Но если в первых «Piezas distinguidas» еще применяются приемы из арсенала танцовщиц, что выдает классическое образование[212]
Ла Рибот, то в дальнейшем она постепенно вытравливает из своих работ любое сходство с традиционным танцем. Она заменяет его жестами, заимствованными из повседневности, а иногда – полной неподвижностью. Особенно сильный эффект это производит в сценах, где Ла Рибот лежит на полу, – мы видим инверсию культа тела. Предоставленное самому себе, открытое взорам зрителей, тело Ла Рибот кажется невероятно ранимым. Что до неподвижности, то это, объясняет Ла Рибот, часть стратегии, призванной трансформировать привычное зрительское восприятие происходящего на сцене. В те мгновения, когда ничего не происходит, время как будто растягивается или приостанавливается, – в отличие от «театрального времени», которое традиционно ограничено вступлением и финалом, обрамляющими пьесу. Неподвижность заставляет зрителя занять более философскую, но в то же время более активную позицию, как бы парадоксально это ни звучало. Ведь под видом неподвижности скрывается бесконечное множество мелких движений, открытых взору зрителей: вибраций, вдохов и выдохов, сокращений мускулов, колебаний… Настоящий непроизвольный микротанец, который нагота танцовщицы делает только рельефнее.Критика механизмов рынка сценического искусства, попытка пересмотреть концепцию представления пьес на сцене и отношений со зрителем, требование непосредственности опыта («здесь и сейчас»), прославление наготы, легитимация простых, нетанцевальных движений… Эти вопросы, поставленные Ла Рибот уже в начале 1990‐х, окажутся к концу десятилетия в центре внимания целой плеяды новых хореографов во всей Европе, особенно в Швейцарии.

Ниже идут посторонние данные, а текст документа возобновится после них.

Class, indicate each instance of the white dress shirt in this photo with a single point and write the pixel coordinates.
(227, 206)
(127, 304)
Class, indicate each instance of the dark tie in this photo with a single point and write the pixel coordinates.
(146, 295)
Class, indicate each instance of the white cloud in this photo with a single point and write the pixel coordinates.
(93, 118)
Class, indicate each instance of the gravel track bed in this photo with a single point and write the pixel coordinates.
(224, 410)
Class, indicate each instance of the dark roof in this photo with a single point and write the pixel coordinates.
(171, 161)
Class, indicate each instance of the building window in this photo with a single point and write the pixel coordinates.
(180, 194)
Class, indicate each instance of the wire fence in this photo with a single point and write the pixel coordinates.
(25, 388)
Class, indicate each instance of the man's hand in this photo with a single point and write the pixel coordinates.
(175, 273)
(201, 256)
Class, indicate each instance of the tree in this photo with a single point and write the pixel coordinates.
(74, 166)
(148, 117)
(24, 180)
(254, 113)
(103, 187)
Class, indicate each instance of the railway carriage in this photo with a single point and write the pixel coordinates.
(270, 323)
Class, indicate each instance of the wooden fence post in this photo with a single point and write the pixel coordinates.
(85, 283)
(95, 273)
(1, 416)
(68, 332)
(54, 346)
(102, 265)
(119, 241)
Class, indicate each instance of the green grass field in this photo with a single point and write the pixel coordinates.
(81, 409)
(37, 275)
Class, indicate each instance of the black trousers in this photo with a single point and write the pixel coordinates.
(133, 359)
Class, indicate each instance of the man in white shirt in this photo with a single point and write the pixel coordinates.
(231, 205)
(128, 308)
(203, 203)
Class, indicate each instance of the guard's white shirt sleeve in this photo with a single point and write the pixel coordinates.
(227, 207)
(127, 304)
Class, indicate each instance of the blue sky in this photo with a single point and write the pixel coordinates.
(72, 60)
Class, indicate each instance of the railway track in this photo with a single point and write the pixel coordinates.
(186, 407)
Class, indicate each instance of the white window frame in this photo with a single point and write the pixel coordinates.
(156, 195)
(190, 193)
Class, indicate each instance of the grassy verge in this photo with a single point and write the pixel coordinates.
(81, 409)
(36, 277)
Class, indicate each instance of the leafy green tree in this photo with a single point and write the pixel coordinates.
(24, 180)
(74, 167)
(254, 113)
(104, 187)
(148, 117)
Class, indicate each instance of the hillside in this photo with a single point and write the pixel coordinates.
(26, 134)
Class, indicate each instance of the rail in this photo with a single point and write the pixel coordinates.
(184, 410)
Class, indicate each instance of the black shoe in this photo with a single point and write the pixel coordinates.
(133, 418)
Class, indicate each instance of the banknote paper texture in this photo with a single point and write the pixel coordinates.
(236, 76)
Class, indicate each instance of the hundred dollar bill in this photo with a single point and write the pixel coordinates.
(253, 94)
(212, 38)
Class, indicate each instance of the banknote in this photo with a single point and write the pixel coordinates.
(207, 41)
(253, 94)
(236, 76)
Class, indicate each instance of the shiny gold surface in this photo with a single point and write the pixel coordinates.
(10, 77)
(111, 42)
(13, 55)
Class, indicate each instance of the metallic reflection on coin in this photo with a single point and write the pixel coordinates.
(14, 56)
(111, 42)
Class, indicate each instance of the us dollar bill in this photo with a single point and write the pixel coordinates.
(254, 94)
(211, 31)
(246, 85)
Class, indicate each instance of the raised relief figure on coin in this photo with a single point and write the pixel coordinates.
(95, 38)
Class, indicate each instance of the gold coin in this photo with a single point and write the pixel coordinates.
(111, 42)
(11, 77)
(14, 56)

С поисков подобного рода начинается и творческий путь Жиля Жобена (род. 1964). Он настолько очарован искусством Ла Рибот, что в 1995 году едет к ней в Мадрид. Критикуя зависимость хореографов от политиков и продюсеров, Жобен убежден, что «творческие люди должны взять судьбу в свои руки» и сами себя обеспечивать. Уже в Мадриде он становится менеджером Ла Рибот и склоняет ее к созданию ассоциации. Ею станет UVI –
«В начале 1990‐х я видел, что многие хореографы во французской Швейцарии имеют склонность создавать слишком прилизанные, слишком „чистые“ пьесы, слишком „на французский манер“, – рассказывает Жиль Жобен[214]

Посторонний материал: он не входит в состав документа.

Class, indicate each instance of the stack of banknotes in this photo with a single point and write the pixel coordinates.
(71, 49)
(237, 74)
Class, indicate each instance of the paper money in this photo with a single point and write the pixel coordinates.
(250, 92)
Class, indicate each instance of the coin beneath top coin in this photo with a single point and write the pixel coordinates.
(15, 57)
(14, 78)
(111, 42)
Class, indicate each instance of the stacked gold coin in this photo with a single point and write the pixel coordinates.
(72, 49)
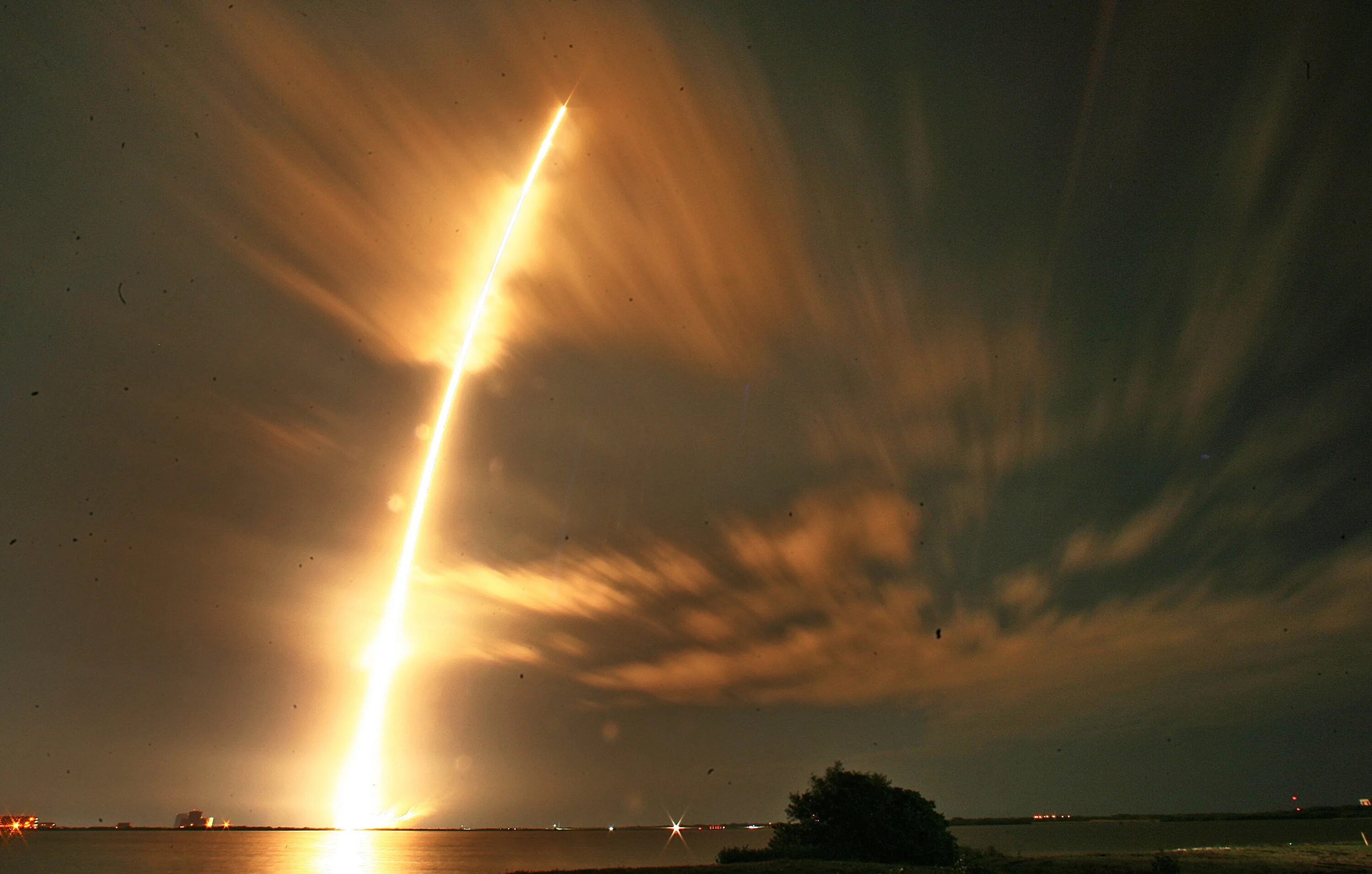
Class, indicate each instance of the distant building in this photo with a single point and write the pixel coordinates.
(17, 822)
(194, 820)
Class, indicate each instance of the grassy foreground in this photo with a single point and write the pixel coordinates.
(1300, 859)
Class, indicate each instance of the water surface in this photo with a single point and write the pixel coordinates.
(497, 852)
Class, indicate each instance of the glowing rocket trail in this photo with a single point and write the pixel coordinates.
(357, 804)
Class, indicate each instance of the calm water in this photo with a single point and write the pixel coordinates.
(496, 852)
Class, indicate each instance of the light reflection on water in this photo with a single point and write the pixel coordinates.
(497, 852)
(348, 852)
(360, 852)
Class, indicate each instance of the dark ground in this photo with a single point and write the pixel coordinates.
(1302, 859)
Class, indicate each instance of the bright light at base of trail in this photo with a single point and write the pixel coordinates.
(357, 804)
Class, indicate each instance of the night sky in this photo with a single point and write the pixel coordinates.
(977, 399)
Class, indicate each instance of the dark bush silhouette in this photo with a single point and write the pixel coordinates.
(1163, 863)
(857, 817)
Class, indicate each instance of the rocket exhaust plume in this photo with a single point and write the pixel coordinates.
(357, 803)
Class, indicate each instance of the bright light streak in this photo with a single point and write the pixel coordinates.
(357, 803)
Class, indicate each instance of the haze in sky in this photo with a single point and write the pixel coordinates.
(981, 400)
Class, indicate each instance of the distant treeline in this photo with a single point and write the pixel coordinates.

. – Я знал крупных художников, которые не осмеливались обратиться к корням, которые даже пытались заставить окружающих забыть, что они швейцарцы. А вот в Испании художники нисколько не комплексовали по поводу их культурной идентичности. Фламенко, коррида, религия – все шло в ход». В двух своих первых сольных пьесах, «Bloody Mary» («Кровавая Мэри») и «Middle Swiss» («Среднестатистический швейцарец»), поставленных в Мадриде в 1995 и 1996 годах, Жобен пытается разобраться со своим представлением о «швейцарскости». В «Кровавой Мэри» он подступает к теме «одержимости порядком или, скорее, неистребимой национальной привычки маскировать глубокие внутренние проблемы видимостью какого-то маниакально соблюдаемого порядка»[215]. В «Среднестатистическом швейцарце» автор берется исследовать «ту особую швейцарскую самодостаточность, которая состоит в том, что, по нашему убеждению, мы ни в ком не нуждаемся, что мы самые лучшие, этакие салонные мини-звезды». В то же время Жобен оттачивает искусство экспрессии.В «Кровавой Мэри» он, окруженный различными бытовыми предметами (корзина для покупок из супермаркета, магнитофон, пульт дистанционного управления), выполняет какие-то повторяющиеся ритуалы вроде мытья полов. «В то время, – говорит он, – я начинал интересоваться перформансом, в особенности визуальными артистами, которые устраивали жесты. Один такой артист, серб, был у меня в друзьях – он производил на меня большое впечатление. Во время перформансов он бросал булыжники. У него были большие, очень сильные руки. То, как он владел собственным телом, казалось мне поистине захватывающим: это умение сосредотачиваться не на эстетике жеста, как принято у нас, актеров, но на результате, на его эффективности». В данном случае форма движения, его динамика, скорость продиктованы необходимостью подчинять свой жест конкретной задаче (бросание булыжников, мытье пола). «Это очень органичная история, – подчеркивает Жобен, – потому что движение исходит из внутренней потребности тела. На него не влияет ничто извне – ни мысль, ни психология». И, может быть, именно по этой причине тело в это время так зримо присутствует всюду. Погружение в органику движения, поиск того, что могло бы перевести его в автономный режим, составят одно из главных направлений в исследовании Жобена.